We built a basketball court in our garage. We cut out the bottom of two ice cream pails, those big one-gallon deals, and nailed them up in the rafters. My dad was equally crafty; he had stuff stored all over the rafters. It was a crowded court. We played basketball with a tennis ball. You couldn’t really dribble the ball, so in our game, you had to fake dribble. We were sticklers for rules about dribbling, but we weren’t so particular on calling fouls.
It was fun. Sure, by the time you left the hot box of the garage ball basketball court, you’d be walking on rubber-leg street. Everyone could dunk, but everyone could also block dunks, so you had to work it.
We played a game in the backyard, called ‘Interception.’ You had a quarterback, receiver and defender. It was a ball control game. You’d get four downs to score a touchdown. I just remember playing under the ‘light,’ around the rose bushes and look out for the tree.
Speaking of that tree … a might oak reaching a mile into the sky, dominated the alley end of the backyard. We had another game called ‘Home Run Derby,’ a whiffle ball version of the big league game. Our game was harder. We played with the standard whiffle ball and bat, but my brothers could both throw a wicked bender, slider and screwball. Here is the twist. Home runs were hard to come by because you didn’t just have to hit it over the fence; you had to hit it up and over the mighty oak. Homeruns would tend to end up on the roof of our neighbor’s house on the other side of the alley.
Sometimes we’d play inside.
We played a game we called, ‘Goal Line Stand,’ where I would pretend to be Chuck Foreman going over the pile. Jon and Dave would be the defensive line and when I would jump in between them, they’d toss me into the air onto the bed … just like Chuck Foreman.
We took the footstools and played football on our knees. The footstools were our blockers. We had those kind of pants from Sears where your knees would wear out before your pants would.
At some point in the night, we’d get thirsty. Dave would do the honors. Mom would occasionally get us an eight-pack of pops; a variety pack … Orange Crush, Dr. Pepper, A&W, Pepsi and sometime, on the rarest of occasions … Grape Crush. That was a special treat. Dave would open a bottle and, with much scrutiny, would pour the pop into three glasses in equal amounts. Once we were all in agreement as to the fairness of the pour, we’d toss in some ice cubes. The glasses all had cartoon characters on them and the glasses were all old jelly jars.

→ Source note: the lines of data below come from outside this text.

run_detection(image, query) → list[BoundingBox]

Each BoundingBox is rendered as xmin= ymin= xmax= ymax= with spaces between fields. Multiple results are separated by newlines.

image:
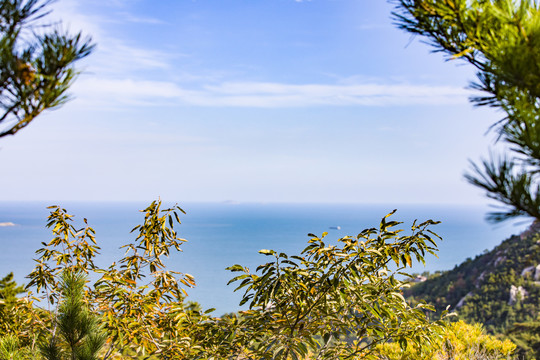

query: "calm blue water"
xmin=0 ymin=202 xmax=526 ymax=315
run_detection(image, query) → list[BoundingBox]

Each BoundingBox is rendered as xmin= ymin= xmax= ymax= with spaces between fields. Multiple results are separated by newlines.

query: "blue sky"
xmin=0 ymin=0 xmax=502 ymax=204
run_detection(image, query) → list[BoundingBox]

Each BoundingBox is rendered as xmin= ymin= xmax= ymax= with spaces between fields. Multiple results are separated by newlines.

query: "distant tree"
xmin=392 ymin=0 xmax=540 ymax=222
xmin=0 ymin=0 xmax=94 ymax=137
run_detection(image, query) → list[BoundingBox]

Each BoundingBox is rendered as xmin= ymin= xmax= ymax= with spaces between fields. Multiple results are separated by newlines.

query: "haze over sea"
xmin=0 ymin=202 xmax=528 ymax=315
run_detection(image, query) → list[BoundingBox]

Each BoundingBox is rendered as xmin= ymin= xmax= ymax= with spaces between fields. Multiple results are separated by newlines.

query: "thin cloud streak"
xmin=74 ymin=78 xmax=471 ymax=108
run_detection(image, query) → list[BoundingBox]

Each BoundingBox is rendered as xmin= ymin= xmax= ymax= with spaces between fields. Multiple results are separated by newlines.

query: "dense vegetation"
xmin=0 ymin=202 xmax=513 ymax=360
xmin=394 ymin=0 xmax=540 ymax=222
xmin=405 ymin=226 xmax=540 ymax=358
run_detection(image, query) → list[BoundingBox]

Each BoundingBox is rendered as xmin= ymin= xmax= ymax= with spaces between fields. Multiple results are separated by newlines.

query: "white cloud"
xmin=74 ymin=77 xmax=470 ymax=108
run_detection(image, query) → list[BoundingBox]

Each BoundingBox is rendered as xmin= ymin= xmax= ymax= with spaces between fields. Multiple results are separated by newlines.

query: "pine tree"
xmin=394 ymin=0 xmax=540 ymax=222
xmin=0 ymin=0 xmax=94 ymax=137
xmin=40 ymin=270 xmax=106 ymax=360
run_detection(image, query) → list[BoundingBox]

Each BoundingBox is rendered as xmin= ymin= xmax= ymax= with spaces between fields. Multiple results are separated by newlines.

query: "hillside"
xmin=405 ymin=224 xmax=540 ymax=333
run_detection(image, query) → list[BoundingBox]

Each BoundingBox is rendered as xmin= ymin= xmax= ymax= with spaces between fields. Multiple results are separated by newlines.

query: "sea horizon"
xmin=0 ymin=201 xmax=528 ymax=315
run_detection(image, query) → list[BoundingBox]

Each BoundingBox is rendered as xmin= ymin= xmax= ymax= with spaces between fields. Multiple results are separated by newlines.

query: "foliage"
xmin=506 ymin=321 xmax=540 ymax=359
xmin=25 ymin=201 xmax=202 ymax=358
xmin=394 ymin=0 xmax=540 ymax=222
xmin=405 ymin=228 xmax=540 ymax=359
xmin=377 ymin=321 xmax=516 ymax=360
xmin=1 ymin=201 xmax=452 ymax=359
xmin=221 ymin=214 xmax=450 ymax=359
xmin=40 ymin=270 xmax=106 ymax=360
xmin=0 ymin=0 xmax=93 ymax=137
xmin=405 ymin=229 xmax=540 ymax=333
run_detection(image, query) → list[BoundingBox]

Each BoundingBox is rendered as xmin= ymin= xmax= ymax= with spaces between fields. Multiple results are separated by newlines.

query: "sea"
xmin=0 ymin=202 xmax=529 ymax=316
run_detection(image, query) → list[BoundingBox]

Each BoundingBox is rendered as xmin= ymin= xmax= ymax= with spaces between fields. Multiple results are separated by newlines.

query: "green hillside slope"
xmin=405 ymin=224 xmax=540 ymax=333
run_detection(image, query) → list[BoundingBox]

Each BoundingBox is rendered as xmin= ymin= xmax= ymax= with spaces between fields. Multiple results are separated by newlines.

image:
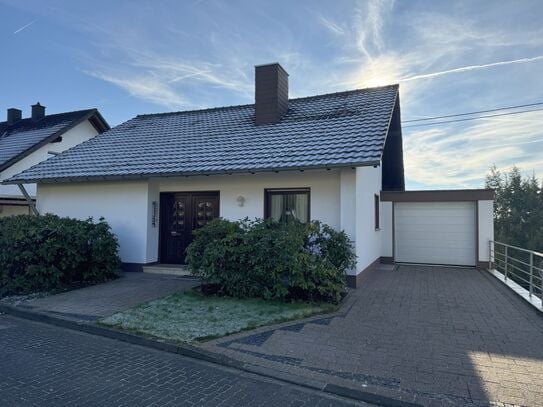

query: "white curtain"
xmin=270 ymin=194 xmax=284 ymax=222
xmin=291 ymin=194 xmax=309 ymax=222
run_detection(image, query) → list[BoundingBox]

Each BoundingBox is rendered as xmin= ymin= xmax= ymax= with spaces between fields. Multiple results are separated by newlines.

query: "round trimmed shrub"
xmin=186 ymin=219 xmax=356 ymax=302
xmin=0 ymin=215 xmax=120 ymax=297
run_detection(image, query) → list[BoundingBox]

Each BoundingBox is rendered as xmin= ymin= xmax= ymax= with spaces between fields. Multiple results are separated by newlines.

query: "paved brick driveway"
xmin=203 ymin=266 xmax=543 ymax=406
xmin=8 ymin=273 xmax=199 ymax=321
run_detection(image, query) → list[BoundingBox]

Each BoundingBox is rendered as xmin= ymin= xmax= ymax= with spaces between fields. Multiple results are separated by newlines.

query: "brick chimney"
xmin=8 ymin=107 xmax=23 ymax=124
xmin=255 ymin=63 xmax=288 ymax=125
xmin=32 ymin=102 xmax=45 ymax=120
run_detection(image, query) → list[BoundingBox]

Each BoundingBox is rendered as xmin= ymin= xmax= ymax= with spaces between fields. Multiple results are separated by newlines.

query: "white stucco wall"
xmin=477 ymin=201 xmax=494 ymax=261
xmin=37 ymin=171 xmax=348 ymax=263
xmin=355 ymin=167 xmax=381 ymax=274
xmin=0 ymin=120 xmax=98 ymax=197
xmin=0 ymin=204 xmax=30 ymax=218
xmin=381 ymin=202 xmax=394 ymax=257
xmin=146 ymin=170 xmax=344 ymax=263
xmin=339 ymin=169 xmax=356 ymax=242
xmin=37 ymin=181 xmax=149 ymax=263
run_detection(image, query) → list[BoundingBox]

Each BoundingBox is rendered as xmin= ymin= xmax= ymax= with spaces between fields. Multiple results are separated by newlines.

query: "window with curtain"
xmin=265 ymin=188 xmax=309 ymax=223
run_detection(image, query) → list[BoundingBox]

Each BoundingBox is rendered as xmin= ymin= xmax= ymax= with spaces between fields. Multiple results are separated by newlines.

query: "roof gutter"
xmin=2 ymin=160 xmax=381 ymax=185
xmin=17 ymin=184 xmax=40 ymax=216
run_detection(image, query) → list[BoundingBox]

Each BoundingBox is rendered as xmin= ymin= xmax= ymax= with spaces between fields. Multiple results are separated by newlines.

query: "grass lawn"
xmin=100 ymin=290 xmax=337 ymax=342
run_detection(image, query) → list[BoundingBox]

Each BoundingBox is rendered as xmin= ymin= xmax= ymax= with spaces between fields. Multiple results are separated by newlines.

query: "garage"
xmin=394 ymin=202 xmax=477 ymax=266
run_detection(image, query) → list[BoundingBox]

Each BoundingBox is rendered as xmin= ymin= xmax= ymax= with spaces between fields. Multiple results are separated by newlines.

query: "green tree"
xmin=486 ymin=166 xmax=543 ymax=251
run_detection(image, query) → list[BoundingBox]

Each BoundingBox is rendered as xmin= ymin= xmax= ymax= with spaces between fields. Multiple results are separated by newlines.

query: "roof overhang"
xmin=381 ymin=189 xmax=495 ymax=202
xmin=0 ymin=109 xmax=110 ymax=172
xmin=2 ymin=161 xmax=381 ymax=185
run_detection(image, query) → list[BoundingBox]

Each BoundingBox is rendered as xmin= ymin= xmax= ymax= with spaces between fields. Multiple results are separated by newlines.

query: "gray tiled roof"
xmin=0 ymin=109 xmax=106 ymax=171
xmin=5 ymin=85 xmax=398 ymax=183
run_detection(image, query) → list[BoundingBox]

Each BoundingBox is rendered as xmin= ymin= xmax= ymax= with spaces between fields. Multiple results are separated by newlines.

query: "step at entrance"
xmin=143 ymin=264 xmax=191 ymax=277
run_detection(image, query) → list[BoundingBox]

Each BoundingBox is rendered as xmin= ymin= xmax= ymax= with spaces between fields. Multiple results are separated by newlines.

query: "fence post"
xmin=503 ymin=246 xmax=507 ymax=281
xmin=488 ymin=240 xmax=492 ymax=271
xmin=529 ymin=253 xmax=534 ymax=298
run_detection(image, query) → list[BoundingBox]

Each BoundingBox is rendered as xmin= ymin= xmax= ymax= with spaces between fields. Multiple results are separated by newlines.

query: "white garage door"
xmin=394 ymin=202 xmax=477 ymax=266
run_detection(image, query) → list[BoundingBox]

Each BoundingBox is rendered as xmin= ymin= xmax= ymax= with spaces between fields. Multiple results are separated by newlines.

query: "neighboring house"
xmin=7 ymin=64 xmax=492 ymax=286
xmin=0 ymin=102 xmax=109 ymax=216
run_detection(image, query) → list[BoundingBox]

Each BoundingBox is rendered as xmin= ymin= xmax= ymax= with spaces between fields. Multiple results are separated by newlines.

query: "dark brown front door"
xmin=160 ymin=192 xmax=219 ymax=264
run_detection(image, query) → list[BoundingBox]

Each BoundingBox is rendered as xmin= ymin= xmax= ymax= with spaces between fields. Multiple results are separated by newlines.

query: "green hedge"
xmin=0 ymin=215 xmax=120 ymax=297
xmin=187 ymin=219 xmax=355 ymax=302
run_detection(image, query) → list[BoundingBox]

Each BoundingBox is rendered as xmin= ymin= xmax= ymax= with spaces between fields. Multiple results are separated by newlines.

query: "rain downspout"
xmin=17 ymin=184 xmax=40 ymax=216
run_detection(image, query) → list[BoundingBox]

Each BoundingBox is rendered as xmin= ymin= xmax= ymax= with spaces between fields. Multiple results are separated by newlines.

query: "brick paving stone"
xmin=201 ymin=266 xmax=543 ymax=406
xmin=0 ymin=315 xmax=367 ymax=407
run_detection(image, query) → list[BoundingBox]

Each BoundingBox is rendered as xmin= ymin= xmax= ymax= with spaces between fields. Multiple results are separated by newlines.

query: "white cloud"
xmin=85 ymin=71 xmax=191 ymax=109
xmin=318 ymin=15 xmax=345 ymax=36
xmin=404 ymin=112 xmax=543 ymax=188
xmin=398 ymin=55 xmax=543 ymax=82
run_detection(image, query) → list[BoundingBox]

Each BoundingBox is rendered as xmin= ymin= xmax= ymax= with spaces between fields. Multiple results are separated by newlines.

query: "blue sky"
xmin=0 ymin=0 xmax=543 ymax=189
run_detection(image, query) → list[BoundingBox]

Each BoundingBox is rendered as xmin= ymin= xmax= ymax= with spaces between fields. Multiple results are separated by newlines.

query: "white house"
xmin=5 ymin=64 xmax=493 ymax=286
xmin=0 ymin=102 xmax=109 ymax=216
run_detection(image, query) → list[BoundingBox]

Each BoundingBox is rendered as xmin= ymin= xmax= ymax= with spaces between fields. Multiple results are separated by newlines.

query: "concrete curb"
xmin=0 ymin=304 xmax=421 ymax=407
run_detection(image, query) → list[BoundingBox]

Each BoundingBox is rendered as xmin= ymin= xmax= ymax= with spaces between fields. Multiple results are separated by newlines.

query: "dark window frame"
xmin=373 ymin=194 xmax=381 ymax=230
xmin=264 ymin=187 xmax=311 ymax=222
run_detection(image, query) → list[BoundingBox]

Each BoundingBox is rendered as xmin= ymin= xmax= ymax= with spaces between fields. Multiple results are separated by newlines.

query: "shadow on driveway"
xmin=202 ymin=266 xmax=543 ymax=406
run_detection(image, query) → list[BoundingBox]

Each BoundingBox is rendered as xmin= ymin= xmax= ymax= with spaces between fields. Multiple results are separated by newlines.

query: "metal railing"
xmin=489 ymin=240 xmax=543 ymax=301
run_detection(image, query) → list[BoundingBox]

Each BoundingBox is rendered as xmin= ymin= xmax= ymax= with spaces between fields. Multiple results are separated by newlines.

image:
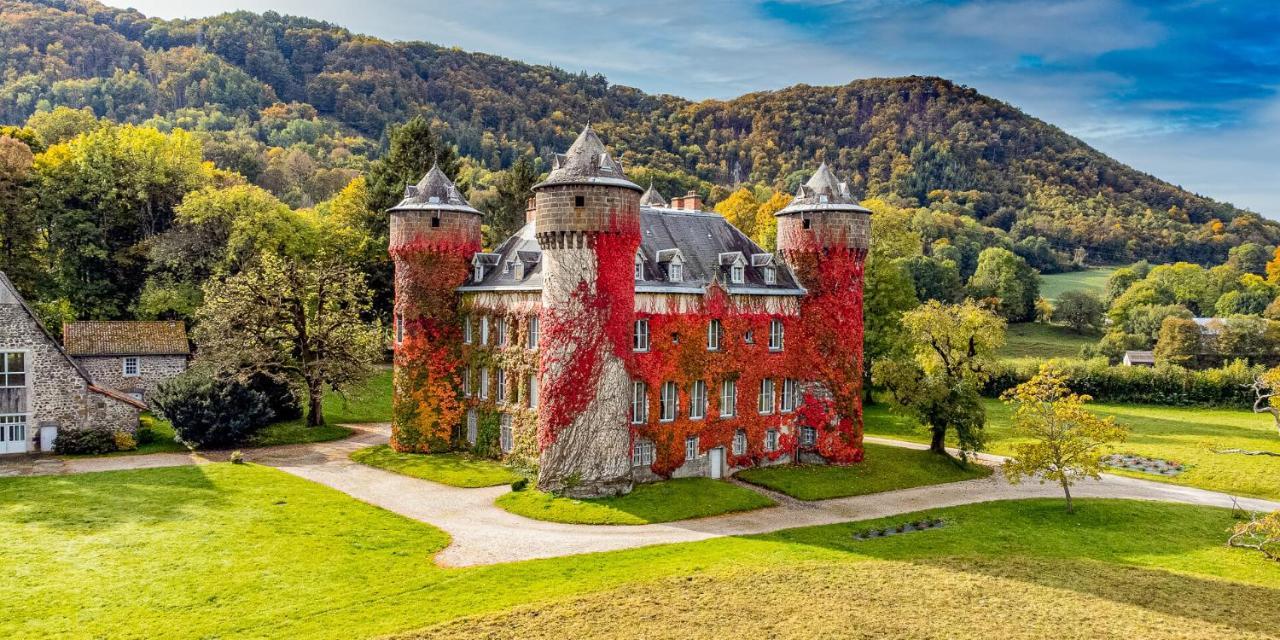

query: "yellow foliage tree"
xmin=1001 ymin=362 xmax=1129 ymax=513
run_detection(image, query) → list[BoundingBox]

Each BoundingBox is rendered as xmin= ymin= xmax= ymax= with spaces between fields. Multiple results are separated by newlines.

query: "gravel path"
xmin=0 ymin=425 xmax=1280 ymax=567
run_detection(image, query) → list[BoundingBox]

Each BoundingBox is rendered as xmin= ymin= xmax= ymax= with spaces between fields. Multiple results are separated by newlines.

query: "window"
xmin=689 ymin=380 xmax=707 ymax=420
xmin=0 ymin=351 xmax=27 ymax=389
xmin=707 ymin=320 xmax=724 ymax=351
xmin=498 ymin=413 xmax=516 ymax=453
xmin=782 ymin=378 xmax=800 ymax=413
xmin=800 ymin=426 xmax=818 ymax=447
xmin=631 ymin=317 xmax=649 ymax=352
xmin=769 ymin=317 xmax=782 ymax=351
xmin=756 ymin=378 xmax=773 ymax=416
xmin=721 ymin=380 xmax=737 ymax=417
xmin=631 ymin=440 xmax=654 ymax=467
xmin=631 ymin=380 xmax=649 ymax=425
xmin=659 ymin=380 xmax=680 ymax=422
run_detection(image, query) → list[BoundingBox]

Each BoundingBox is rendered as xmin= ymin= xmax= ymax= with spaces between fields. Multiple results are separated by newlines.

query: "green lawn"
xmin=0 ymin=463 xmax=1280 ymax=640
xmin=736 ymin=443 xmax=991 ymax=500
xmin=1041 ymin=266 xmax=1119 ymax=301
xmin=351 ymin=444 xmax=521 ymax=486
xmin=996 ymin=323 xmax=1100 ymax=360
xmin=864 ymin=399 xmax=1280 ymax=499
xmin=497 ymin=477 xmax=773 ymax=525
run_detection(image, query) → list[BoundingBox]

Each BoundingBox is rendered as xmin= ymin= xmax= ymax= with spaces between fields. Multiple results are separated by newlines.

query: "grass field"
xmin=864 ymin=399 xmax=1280 ymax=499
xmin=1041 ymin=266 xmax=1119 ymax=301
xmin=735 ymin=443 xmax=991 ymax=500
xmin=351 ymin=444 xmax=521 ymax=488
xmin=996 ymin=323 xmax=1100 ymax=360
xmin=495 ymin=477 xmax=773 ymax=525
xmin=0 ymin=463 xmax=1280 ymax=639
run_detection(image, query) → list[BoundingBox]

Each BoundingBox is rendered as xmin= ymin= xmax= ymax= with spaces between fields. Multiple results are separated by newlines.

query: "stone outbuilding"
xmin=0 ymin=273 xmax=146 ymax=454
xmin=63 ymin=320 xmax=191 ymax=403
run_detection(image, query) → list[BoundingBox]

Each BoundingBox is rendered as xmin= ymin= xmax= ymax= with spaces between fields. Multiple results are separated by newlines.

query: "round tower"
xmin=534 ymin=125 xmax=643 ymax=498
xmin=776 ymin=163 xmax=872 ymax=462
xmin=387 ymin=166 xmax=481 ymax=452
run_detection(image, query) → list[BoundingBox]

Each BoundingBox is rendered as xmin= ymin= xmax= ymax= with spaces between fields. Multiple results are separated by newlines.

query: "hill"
xmin=0 ymin=0 xmax=1280 ymax=270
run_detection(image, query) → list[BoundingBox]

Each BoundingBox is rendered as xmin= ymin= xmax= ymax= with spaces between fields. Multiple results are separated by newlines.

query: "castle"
xmin=388 ymin=125 xmax=870 ymax=497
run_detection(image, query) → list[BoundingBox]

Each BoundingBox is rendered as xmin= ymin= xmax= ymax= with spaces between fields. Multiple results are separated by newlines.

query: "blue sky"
xmin=108 ymin=0 xmax=1280 ymax=218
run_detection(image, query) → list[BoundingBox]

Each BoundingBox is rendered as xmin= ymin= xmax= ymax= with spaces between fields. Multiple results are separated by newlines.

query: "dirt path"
xmin=0 ymin=425 xmax=1280 ymax=566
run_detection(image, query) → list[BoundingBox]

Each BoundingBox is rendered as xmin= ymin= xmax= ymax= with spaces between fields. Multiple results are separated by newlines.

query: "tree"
xmin=1053 ymin=291 xmax=1102 ymax=333
xmin=1156 ymin=316 xmax=1202 ymax=366
xmin=1001 ymin=362 xmax=1128 ymax=513
xmin=969 ymin=247 xmax=1039 ymax=323
xmin=873 ymin=301 xmax=1005 ymax=460
xmin=196 ymin=253 xmax=380 ymax=426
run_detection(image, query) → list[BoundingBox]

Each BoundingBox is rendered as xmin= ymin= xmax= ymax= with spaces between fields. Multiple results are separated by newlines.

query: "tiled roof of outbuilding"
xmin=63 ymin=320 xmax=191 ymax=356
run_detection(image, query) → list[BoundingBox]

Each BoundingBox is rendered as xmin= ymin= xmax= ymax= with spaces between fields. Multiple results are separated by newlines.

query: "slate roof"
xmin=534 ymin=124 xmax=644 ymax=191
xmin=63 ymin=320 xmax=191 ymax=356
xmin=773 ymin=163 xmax=870 ymax=215
xmin=389 ymin=165 xmax=480 ymax=215
xmin=460 ymin=189 xmax=804 ymax=296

Those legendary Saturday nights were fleeting. Mom and Dad kept bowling, but before I knew it, Jon and Dave got friends and found other things to do on the weekends. I ended up watching the Love Boat alone.
Those Saturday nights were the best.
My brother Jon passed away on Aug. 1 at the age of 43. The Crusher died on Oct. 22 at 79. This story is dedicated to their memory.